Structures de coopération en recherche
- Laboratoire commun : collaboration de grande envergure d'une durée minimale de 4 ans, gouvernance conjointe et engagements partagés.
- Groupement d'intérêt scientifique (GIS) : contrat de coopération juridique pour mutualiser compétences et ressources au service de projets communs.
Pour aller plus loin, téléchargez des guides pratiques du chercheur vers la recherche partenariale et sollicitez l’accompagnement d’experts (SATT, services partenariat) pour sécuriser vos collaborations.
FAQ rapide
- Qu’est-ce qu’un contrat de freelance ? Un accord écrit ou verbal par lequel une entreprise ou un particulier mandate un professionnel indépendant pour une mission définie, sans lien de subordination.
- Comment est payé un freelance ? Le plus fréquemment : au TJM (taux journalier moyen), au forfait pour le projet ou à la prestation, paiement à terme ou échelonné selon l’accord.
- Peut-on travailler en freelance et salarié ? Oui, à condition de vérifier l’absence de clause d’exclusivité et la compatibilité des deux activités.
- Faut-il un devis ? Un coût de prestation supérieur à 100 euros oblige le freelance à élaborer un devis pour le client.

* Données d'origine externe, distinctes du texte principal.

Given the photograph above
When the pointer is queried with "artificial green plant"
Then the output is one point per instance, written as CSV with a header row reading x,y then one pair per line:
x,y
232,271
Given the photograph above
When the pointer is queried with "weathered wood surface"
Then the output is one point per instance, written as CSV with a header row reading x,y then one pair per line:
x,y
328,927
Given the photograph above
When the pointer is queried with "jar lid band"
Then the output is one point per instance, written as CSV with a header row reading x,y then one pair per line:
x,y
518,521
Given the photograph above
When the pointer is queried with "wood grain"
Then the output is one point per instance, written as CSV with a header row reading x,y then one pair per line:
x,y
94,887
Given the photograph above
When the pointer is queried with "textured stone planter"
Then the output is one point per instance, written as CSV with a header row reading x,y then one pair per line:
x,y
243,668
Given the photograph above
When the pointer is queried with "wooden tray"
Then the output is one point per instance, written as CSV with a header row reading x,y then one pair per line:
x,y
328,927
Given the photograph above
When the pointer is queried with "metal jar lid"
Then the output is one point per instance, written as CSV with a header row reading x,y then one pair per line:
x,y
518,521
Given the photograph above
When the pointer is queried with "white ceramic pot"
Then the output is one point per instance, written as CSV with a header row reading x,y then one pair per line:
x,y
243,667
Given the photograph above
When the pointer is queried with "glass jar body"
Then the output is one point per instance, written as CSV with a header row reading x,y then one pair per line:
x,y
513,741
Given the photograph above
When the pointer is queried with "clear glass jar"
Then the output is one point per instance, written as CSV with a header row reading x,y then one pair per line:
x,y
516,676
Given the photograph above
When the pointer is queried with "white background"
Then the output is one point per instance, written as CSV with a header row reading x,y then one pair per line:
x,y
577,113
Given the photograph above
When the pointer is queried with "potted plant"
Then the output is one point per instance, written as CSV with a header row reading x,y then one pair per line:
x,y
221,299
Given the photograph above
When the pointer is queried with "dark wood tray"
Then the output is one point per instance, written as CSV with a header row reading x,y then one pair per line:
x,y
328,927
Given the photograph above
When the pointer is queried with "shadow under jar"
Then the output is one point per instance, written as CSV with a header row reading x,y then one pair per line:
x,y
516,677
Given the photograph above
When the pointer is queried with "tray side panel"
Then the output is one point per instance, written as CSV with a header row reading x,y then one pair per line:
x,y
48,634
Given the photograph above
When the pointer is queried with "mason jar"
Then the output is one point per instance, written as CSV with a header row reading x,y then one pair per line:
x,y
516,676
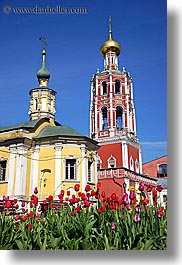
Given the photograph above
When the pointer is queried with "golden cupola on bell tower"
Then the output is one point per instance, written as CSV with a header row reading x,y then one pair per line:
x,y
110,50
42,98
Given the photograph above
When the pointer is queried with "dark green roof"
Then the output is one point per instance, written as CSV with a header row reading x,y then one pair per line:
x,y
50,131
24,125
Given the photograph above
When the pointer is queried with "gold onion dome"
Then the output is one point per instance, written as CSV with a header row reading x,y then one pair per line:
x,y
110,45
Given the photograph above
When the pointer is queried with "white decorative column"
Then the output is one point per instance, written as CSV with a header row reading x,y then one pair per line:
x,y
84,167
11,167
111,105
34,170
95,107
125,154
21,171
140,160
58,177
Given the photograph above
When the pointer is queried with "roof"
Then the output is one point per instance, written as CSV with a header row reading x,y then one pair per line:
x,y
51,131
155,159
24,125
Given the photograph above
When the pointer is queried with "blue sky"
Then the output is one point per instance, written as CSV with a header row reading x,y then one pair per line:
x,y
73,55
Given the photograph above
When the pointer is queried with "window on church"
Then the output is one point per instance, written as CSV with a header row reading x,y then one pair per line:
x,y
136,166
70,169
99,163
117,87
104,87
131,164
36,103
119,113
3,165
162,170
104,117
89,171
111,162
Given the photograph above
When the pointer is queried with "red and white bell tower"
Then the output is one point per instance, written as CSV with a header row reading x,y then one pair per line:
x,y
113,121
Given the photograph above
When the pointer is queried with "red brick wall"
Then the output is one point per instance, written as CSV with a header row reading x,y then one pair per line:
x,y
150,168
105,151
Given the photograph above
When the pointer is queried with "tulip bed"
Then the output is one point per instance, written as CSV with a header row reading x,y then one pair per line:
x,y
84,221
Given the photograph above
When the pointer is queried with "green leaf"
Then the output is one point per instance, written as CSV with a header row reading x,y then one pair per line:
x,y
20,245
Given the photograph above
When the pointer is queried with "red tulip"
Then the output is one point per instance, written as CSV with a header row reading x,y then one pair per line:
x,y
8,204
87,203
141,186
113,196
159,188
50,198
98,185
77,187
78,209
149,188
83,196
31,214
24,218
17,217
154,192
35,200
160,213
30,225
125,198
128,206
132,194
72,213
96,195
136,217
35,190
145,201
92,192
87,188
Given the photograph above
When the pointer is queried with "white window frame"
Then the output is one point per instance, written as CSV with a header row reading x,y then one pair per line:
x,y
69,166
1,170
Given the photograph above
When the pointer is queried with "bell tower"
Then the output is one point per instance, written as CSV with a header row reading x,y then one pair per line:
x,y
42,98
112,113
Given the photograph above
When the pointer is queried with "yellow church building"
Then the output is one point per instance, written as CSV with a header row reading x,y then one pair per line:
x,y
43,153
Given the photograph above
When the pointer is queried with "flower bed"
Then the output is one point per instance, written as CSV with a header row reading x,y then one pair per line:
x,y
84,221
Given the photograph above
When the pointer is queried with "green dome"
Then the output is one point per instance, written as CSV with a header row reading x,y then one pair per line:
x,y
43,73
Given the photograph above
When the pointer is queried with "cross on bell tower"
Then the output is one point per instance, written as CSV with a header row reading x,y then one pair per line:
x,y
42,98
112,112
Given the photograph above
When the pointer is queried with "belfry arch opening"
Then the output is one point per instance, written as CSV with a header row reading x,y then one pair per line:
x,y
117,87
119,117
104,118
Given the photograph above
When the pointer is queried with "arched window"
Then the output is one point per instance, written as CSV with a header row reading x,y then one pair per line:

Dans le cadre d'une mission, il est préférable de bien détailler les obligations du freelance dans le contrat de prestation de services afin d'éviter de voir sa responsabilité engagée. Il existe une variété de secteurs d’activité permettant le travail en freelance, c’est la raison pour laquelle il n’existe pas un seul modèle de contrat. En définitive, un contrat de freelance doit être conclu en adéquation avec la mission effectuée par le freelance, afin d’encadrer au mieux les modalités de sa prestation.